L'étrange demeure...​



Le soleil n'avait pas dit son dernier mot et illuminait encore mes journées, jusqu'au soir où des couleurs orangées m'enchantaient...

Mon vélo, bien entretenu, savait encore me faire parcourir les distances que je voulais... Ou presque. Je faisais bonne figure auprès des gens que je rencontrais, mais je m'affaiblissais.

Comment avais-je pu me laisser séduire par cette étrange bâtisse que l'on disait maudite ?... On disait que le seul vrai propriétaire était le Diable en personne et qu'il adorait accélérer le vieillissement des habitants, en les accablant de différents malheurs...
Perdant ses fleurs, le jardin lui-même semblait annoncer le pire, comme si l'hiver arrivait à grand pas...
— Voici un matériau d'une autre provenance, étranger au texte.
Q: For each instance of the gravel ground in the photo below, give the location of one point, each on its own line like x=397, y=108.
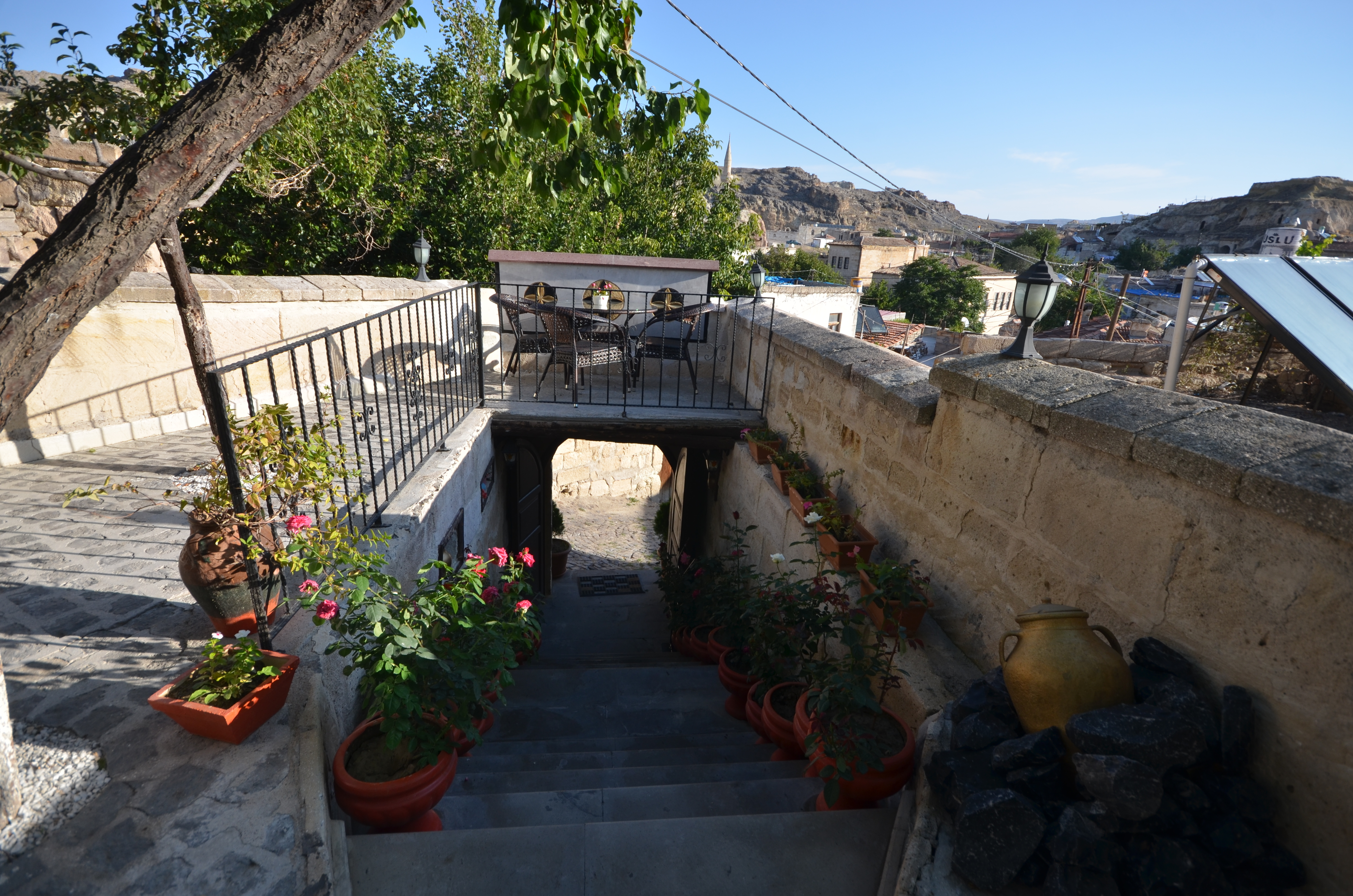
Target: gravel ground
x=60, y=773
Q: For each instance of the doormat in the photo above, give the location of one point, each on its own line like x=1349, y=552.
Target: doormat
x=610, y=585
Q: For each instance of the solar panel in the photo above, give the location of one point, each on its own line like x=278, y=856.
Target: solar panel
x=1305, y=304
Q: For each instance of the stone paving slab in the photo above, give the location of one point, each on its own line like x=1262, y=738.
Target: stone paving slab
x=93, y=620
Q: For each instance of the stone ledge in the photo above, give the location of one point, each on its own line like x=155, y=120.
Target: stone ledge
x=141, y=286
x=892, y=380
x=1290, y=467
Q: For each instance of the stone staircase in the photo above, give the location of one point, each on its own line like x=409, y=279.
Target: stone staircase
x=613, y=771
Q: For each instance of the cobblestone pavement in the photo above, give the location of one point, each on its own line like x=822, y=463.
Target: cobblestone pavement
x=611, y=533
x=93, y=620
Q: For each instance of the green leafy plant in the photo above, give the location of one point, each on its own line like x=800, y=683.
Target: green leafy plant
x=227, y=673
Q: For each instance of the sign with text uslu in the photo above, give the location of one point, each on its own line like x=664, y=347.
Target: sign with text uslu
x=1282, y=242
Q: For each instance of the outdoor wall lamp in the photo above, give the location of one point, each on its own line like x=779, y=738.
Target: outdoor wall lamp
x=1034, y=293
x=423, y=251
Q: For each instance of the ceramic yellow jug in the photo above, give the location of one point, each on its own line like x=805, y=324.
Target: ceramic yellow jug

" Chapeau ! " m'étais-je dit à moi-même, en faisant l'acquisition de ce lieu réputé maudit, évidemment pour une bouchée de pain tellement ce lieu faisait fuir tout le monde... Sauf moi.
En bordure de l'entrée de ce lieu improbable, trônait une horrible gargouille, qui à elle seule suffisait le plus souvent à tenir à bonne distance les importuns.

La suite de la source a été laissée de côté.